Home Doctor NewsMental health Study gives better knowledge of how OCD develops and may lead to improved treatment options

Study gives better knowledge of how OCD develops and may lead to improved treatment options

by Pragati Singh
human

A behavioural model was utilised by researchers to better understand the origins of obsessive-compulsive disorder. They demonstrated that when learning parameters for reinforcement and punishment are significantly out of balance, the cycle of obsession and compulsion can be exacerbated. This study might lead to better mental health treatments.

Obsessive-compulsive disorder (OCD) might be viewed as a result of uneven learning between reward and punishment, according to researchers from Nara Institute of Science and Technology (NAIST), Advanced Telecommunications Research Institute International, and Tamagawa University.
They demonstrated that asymmetries in brain computations that relate present results to previous actions can lead to disordered behaviour using actual testing of their theoretical model.

This can occur when the memory trace signal for previous activities decays differentially for good and poor results. In this situation, “good” indicates that the outcome was better than predicted, while “bad” indicates that it was worse than expected. This research contributes to our understanding of how OCD develops.

OCD as mental condition

OCD is a mental condition characterised by intrusive and repetitive thoughts, known as obsessions, and specific repetitive activities, known as compulsions. Patients with OCD frequently feel helpless to modify their behaviour, even when they are aware that their obsessions or compulsions are unreasonable. In severe circumstances, these may leave the individual unable to lead a regular life.

Compulsive behaviours, such as frequent hand washing or constantly checking if doors are secured before leaving the house, are attempts to ease anxiety produced by obsessions. However, the mechanism by which the cycle of obsessions and compulsions is intensified was previously unknown.

NAIST researchers have now employed reinforcement learning theory to describe the chaotic cycle associated with OCD. In this approach, a better-than-expected event becomes more likely (positive prediction error), while a worse-than-expected outcome is suppressed (negative prediction error). Delays and positive/negative prediction mistakes must also be considered when using reinforcement learning.

In general, the consequence of particular option is available after specific amount of time. 
As result, recent choices within specific time range should be allocated reinforcement and punishment. 
In reinforcement learning theory, this is known as credit assignment, and it is implemented as memory trace.
Memory trace signals for prior actions should decrease at the same rate for both positive and negative prediction mistakes. 
This, however, cannot be fully realised in discrete neural networks. 
Using simulations, NAIST researchers discovered that when the trace decay factor for memory traces of past actions associated to negative prediction mistakes (n-) is considerably less than that for positive prediction errors (n+), agents unconsciously adopt obsessive-compulsive behaviour.
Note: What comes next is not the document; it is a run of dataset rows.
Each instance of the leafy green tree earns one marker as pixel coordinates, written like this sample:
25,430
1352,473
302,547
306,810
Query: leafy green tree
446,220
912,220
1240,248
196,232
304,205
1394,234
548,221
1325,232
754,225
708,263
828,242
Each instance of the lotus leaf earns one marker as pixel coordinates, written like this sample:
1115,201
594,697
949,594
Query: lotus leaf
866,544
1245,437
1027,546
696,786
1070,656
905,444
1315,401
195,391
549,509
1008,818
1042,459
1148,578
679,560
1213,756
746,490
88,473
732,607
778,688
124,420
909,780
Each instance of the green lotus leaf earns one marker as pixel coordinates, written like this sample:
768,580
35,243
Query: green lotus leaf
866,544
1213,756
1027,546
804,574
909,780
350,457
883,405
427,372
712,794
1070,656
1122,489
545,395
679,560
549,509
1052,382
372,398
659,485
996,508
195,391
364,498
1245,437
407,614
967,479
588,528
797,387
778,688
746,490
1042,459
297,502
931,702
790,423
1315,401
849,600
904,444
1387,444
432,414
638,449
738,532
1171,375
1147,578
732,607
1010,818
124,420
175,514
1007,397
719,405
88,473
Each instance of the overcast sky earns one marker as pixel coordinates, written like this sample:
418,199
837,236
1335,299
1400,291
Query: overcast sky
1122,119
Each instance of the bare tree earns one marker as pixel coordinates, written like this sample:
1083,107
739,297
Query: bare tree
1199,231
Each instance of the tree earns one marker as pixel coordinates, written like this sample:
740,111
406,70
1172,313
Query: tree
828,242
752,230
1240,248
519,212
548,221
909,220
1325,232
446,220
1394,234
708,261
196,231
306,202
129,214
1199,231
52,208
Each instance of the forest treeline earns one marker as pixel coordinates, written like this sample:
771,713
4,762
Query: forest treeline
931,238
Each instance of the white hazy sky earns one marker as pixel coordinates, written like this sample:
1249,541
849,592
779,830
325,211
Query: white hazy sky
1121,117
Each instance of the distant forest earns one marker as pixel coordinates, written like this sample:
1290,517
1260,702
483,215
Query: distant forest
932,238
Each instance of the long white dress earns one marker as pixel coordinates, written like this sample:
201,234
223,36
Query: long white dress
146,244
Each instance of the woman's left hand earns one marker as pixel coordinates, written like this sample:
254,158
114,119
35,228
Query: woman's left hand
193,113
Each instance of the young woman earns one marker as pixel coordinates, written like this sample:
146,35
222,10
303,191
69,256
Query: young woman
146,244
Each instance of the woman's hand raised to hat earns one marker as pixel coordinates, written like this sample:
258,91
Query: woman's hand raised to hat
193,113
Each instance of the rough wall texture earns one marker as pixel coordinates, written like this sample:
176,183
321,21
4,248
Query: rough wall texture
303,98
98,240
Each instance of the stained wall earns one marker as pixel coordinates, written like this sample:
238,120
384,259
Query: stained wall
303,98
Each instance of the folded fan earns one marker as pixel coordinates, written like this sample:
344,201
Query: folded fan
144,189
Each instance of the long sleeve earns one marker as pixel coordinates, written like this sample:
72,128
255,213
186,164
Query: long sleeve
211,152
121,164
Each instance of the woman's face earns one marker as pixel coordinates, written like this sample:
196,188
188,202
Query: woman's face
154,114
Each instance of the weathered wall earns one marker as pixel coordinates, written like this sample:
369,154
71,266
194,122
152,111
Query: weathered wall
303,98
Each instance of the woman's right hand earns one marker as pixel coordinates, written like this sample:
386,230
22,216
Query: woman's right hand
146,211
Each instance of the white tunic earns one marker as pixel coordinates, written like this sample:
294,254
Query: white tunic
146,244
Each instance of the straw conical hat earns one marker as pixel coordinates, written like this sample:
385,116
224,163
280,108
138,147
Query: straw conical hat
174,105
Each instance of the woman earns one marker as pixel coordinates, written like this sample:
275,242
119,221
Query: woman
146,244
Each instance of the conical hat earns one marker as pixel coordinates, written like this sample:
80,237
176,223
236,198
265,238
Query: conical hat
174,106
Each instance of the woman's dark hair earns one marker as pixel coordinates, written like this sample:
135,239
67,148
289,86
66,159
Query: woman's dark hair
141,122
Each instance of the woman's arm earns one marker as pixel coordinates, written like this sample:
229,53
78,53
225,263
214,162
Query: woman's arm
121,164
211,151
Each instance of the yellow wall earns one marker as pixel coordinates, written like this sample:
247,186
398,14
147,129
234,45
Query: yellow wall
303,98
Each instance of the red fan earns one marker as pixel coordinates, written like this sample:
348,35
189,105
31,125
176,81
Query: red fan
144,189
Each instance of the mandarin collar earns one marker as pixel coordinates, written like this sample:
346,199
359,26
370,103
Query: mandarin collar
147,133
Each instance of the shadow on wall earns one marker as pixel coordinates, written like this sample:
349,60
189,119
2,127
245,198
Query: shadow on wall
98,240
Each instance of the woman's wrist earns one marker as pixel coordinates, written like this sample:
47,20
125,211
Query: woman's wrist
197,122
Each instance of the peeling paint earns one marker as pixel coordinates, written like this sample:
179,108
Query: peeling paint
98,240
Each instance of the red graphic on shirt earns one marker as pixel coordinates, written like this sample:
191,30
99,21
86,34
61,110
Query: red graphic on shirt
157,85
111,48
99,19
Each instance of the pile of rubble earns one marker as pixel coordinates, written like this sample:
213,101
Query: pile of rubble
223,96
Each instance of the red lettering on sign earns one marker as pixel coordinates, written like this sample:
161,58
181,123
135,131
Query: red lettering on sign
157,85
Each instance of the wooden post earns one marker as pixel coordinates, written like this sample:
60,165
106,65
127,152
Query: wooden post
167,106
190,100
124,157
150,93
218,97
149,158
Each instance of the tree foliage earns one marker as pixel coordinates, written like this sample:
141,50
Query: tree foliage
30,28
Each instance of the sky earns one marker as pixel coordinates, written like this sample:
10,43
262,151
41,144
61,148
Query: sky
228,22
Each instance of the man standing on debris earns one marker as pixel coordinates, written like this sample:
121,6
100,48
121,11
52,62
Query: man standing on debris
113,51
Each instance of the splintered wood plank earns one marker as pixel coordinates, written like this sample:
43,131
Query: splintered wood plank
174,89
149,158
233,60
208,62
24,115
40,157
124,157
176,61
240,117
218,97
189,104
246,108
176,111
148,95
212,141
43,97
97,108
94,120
This indicates that, when it comes to negative prediction mistakes, the view of previous activities is substantially smaller than when it comes to positive prediction errors. “With uneven trace decay variables (n+ > n-), our model successfully reflects the vicious loop of obsession and compulsion characteristic of OCD,” co-first authors Yuki Sakai and Yutaka Sakai explain.

The researchers put this hypothesis to the test by having 45 OCD sufferers and 168 healthy control volunteers play a computer-based game with monetary incentives and punishments. Patients with OCD had considerably lower n- compared to n+, as expected by OCD computational features. Furthermore, serotonin enhancers, which are first-line drugs for the treatment of OCD, adjusted the unbalanced setting of trace decay factors (n+ > n-).

“Although people believe we always make sensible judgments, our computer model shows that we occasionally unintentionally promote maladaptive behaviours,” explains Saori C. Tanaka, the corresponding author.

Although identifying treatment-resistant patients solely on clinical symptoms is currently problematic, this computational model predicts that individuals with significantly unbalanced trace decay variables may not respond to behavioural therapy alone. These findings might one day be utilised to predict which individuals would be resistant to behavioural therapy before treatment begins.